Widespread user adoption of familiar, often free consumer-oriented Web tools has left IT professionals scrambling to balance permissiveness and paternalism. Fact is, workers like consumer technologies--whether instant messaging, E-mail from Yahoo or Microsoft with abundant storage, information-sharing sites, or handy Web apps--often better than the tech tools their companies prescribe. At the same time, employees shouldn't be allowed to download the latest Google beta just because they can. System security and management are still critical considerations, often with legal and regulatory teeth behind them.
But if IT pros are seen only as "The Ones Who Say No," they risk surrendering their roles as innovators. Such a posture also has serious economic consequences. Only 6% of U.S. companies say they want to lead in adopting newer technologies, compared with 15% in Europe and 19% in China, according to an Accenture survey of more than 500 companies and government agencies. Seventy-five percent of Chinese companies are committing a major part of their business to Web services, compared with less than half of U.S. and European companies. The risk: Companies in emerging markets will have systems that let them adapt to change faster, while U.S. companies pour their money into fortifying older systems.

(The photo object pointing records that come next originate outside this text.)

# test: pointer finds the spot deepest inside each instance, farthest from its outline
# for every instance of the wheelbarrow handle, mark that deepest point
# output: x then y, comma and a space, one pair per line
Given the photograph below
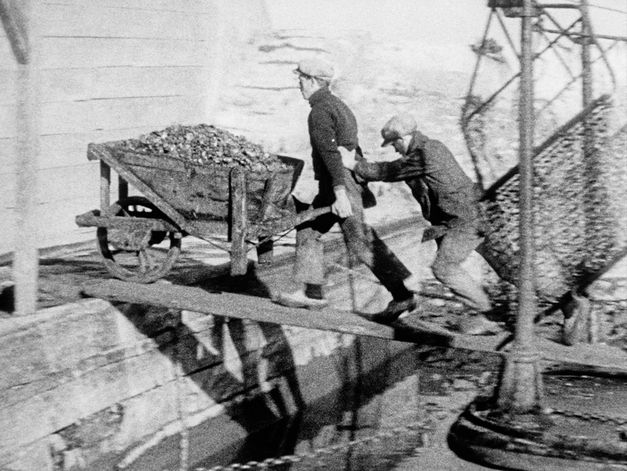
310, 214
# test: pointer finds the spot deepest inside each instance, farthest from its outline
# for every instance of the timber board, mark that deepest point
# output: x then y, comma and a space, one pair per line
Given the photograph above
262, 309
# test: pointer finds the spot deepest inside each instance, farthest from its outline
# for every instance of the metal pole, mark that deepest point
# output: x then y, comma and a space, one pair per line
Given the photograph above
521, 389
586, 68
22, 32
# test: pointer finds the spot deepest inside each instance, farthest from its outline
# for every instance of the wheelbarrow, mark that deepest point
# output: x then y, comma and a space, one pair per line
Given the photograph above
139, 236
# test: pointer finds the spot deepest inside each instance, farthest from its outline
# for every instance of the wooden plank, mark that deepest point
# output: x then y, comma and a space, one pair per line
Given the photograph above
263, 310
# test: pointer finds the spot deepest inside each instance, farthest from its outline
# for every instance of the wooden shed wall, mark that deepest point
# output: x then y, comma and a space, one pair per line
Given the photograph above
111, 69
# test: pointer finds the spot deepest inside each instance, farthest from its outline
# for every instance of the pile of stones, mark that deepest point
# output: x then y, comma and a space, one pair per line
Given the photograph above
205, 144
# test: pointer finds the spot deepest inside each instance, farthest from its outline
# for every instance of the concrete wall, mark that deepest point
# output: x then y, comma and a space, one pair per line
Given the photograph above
112, 69
90, 384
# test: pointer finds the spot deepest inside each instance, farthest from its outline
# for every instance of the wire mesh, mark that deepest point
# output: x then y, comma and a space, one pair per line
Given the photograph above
580, 206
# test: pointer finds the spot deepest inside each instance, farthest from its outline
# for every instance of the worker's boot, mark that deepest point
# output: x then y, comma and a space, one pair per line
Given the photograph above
478, 324
395, 309
299, 299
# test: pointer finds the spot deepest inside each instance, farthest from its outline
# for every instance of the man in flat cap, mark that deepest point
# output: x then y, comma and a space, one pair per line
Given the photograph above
448, 200
331, 124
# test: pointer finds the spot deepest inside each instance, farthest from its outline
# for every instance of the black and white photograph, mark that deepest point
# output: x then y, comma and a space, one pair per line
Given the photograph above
307, 235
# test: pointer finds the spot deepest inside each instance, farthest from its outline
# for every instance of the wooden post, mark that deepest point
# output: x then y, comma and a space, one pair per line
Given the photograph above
20, 22
105, 186
122, 188
239, 222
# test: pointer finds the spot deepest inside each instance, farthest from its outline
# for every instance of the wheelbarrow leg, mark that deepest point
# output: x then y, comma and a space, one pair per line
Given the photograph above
239, 223
105, 186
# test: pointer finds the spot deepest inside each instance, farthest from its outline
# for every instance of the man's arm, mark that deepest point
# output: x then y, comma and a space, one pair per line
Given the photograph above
322, 132
394, 171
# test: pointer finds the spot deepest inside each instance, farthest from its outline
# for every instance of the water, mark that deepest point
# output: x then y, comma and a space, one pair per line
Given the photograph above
393, 419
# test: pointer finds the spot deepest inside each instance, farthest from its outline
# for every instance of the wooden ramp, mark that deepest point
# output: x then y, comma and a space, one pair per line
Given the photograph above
259, 309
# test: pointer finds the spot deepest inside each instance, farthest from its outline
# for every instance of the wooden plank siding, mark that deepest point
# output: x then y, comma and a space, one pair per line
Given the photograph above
111, 69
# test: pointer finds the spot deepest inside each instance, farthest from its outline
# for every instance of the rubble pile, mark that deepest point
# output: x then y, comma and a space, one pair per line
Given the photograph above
205, 144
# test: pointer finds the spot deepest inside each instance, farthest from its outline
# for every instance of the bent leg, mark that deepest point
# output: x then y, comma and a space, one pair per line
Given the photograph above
453, 249
366, 247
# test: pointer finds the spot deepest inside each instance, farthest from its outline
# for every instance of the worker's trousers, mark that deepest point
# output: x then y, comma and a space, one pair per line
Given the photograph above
453, 249
362, 243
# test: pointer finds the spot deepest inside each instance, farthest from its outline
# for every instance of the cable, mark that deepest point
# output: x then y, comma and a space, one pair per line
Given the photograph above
624, 12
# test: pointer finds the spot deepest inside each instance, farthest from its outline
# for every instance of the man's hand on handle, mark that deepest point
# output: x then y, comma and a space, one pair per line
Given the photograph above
348, 157
342, 205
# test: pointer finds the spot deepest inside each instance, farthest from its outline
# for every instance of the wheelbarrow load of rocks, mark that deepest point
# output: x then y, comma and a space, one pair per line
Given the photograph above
199, 181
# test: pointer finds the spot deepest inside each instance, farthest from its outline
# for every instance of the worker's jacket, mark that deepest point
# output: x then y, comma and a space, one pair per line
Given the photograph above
331, 124
445, 193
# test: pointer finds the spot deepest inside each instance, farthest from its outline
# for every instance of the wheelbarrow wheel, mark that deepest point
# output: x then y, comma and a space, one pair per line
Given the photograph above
150, 255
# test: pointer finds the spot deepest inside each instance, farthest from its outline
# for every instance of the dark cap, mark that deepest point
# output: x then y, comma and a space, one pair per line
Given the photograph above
397, 127
315, 67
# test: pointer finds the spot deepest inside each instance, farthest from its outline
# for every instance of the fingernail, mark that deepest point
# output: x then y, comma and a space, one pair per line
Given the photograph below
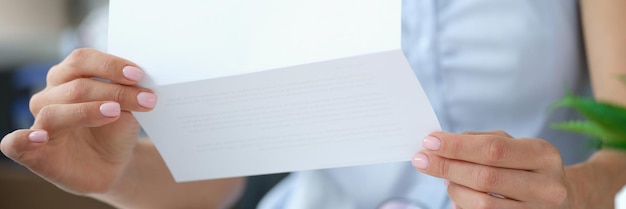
147, 100
38, 136
431, 143
110, 109
420, 161
132, 73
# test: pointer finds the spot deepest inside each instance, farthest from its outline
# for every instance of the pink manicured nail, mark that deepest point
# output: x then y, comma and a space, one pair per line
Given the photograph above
132, 73
420, 161
431, 143
147, 100
110, 109
38, 136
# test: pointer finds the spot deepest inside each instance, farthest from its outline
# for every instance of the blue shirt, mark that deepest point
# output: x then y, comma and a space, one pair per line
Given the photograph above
486, 65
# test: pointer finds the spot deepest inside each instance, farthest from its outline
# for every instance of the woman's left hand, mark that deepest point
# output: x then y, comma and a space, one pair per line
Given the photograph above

Don't fear user-friendly apps, Ray Ozzie advises
Photo by Robert Spencer/AP
Ray Ozzie rang this bell at Microsoft's Tech-Ed 2006 conference, days before he was named the company's chief software architect earlier this month. Ozzie challenged IT pros to redefine their oversight role to reflect the blurring of boundaries between the enterprise and the outside world, between personal and professional computing. "IT's requirements needn't be inconsistent with end users' desires," he said.
Given the consequences of losing control--most worrisome, a security breach--most IT pros aren't eager to stoke this debate inside their companies. But it's raging whether they're involved or not. "Central IT's getting out of control," fumes one software developer at a major public company, citing the difficulty running several computers in his office. "It takes an act of Congress to get them all on the network. To get around the issue we have put hubs in our offices, and whenever we need IT support we hide them."
But rules and controls exist for a reason. In a discussion on the InformationWeek Weblog, a business owner says he found that 60% of his bandwidth was being hogged for personal use, such as streaming music and video. "Then IT and senior management are branded evil because we turn off streaming video and streaming radio and whatnot," he writes. "But there are real, tangible costs involved."
The proper length of leash differs for every company, but IT teams must ask themselves if they're giving employees enough room to maneuver. For example, instead of blocking Web sites using filtering software, they can let people who need wide-ranging information have unfettered access, but with the knowledge that filters will report whether they visit potentially inappropriate sites and will even alert managers. They can accept that instant messaging is here to stay and work with vendors like FaceTime or IMlogic to secure it.
If employees are bringing in Google Desktop to search across E-mail, Web, and desktop files, and the IT organization bans it for security or manageability reasons, the conversation shouldn't end there. There's a lesson in every rogue Web application employees bring in, says Brad Shipp, VP of IT for Cox New England, a unit of broadband services company Cox Communications. "Find out why that Web app is being used, because it's obviously filling some kind of need that IT isn't meeting," Shipp says. "They're all red flags, but they're also opportunities for doing something better."
Veterans will see in this a timeless debate over the role of centralized versus decentralized IT management. Mainframes meant centralization, client-server brought decentralization, which brought enough mayhem to spark "recentralization." Do we need to cook up some new jargon--employee-centric centralization? Whatever it takes, consumer technology's forcing this debate, and IT teams must take it on.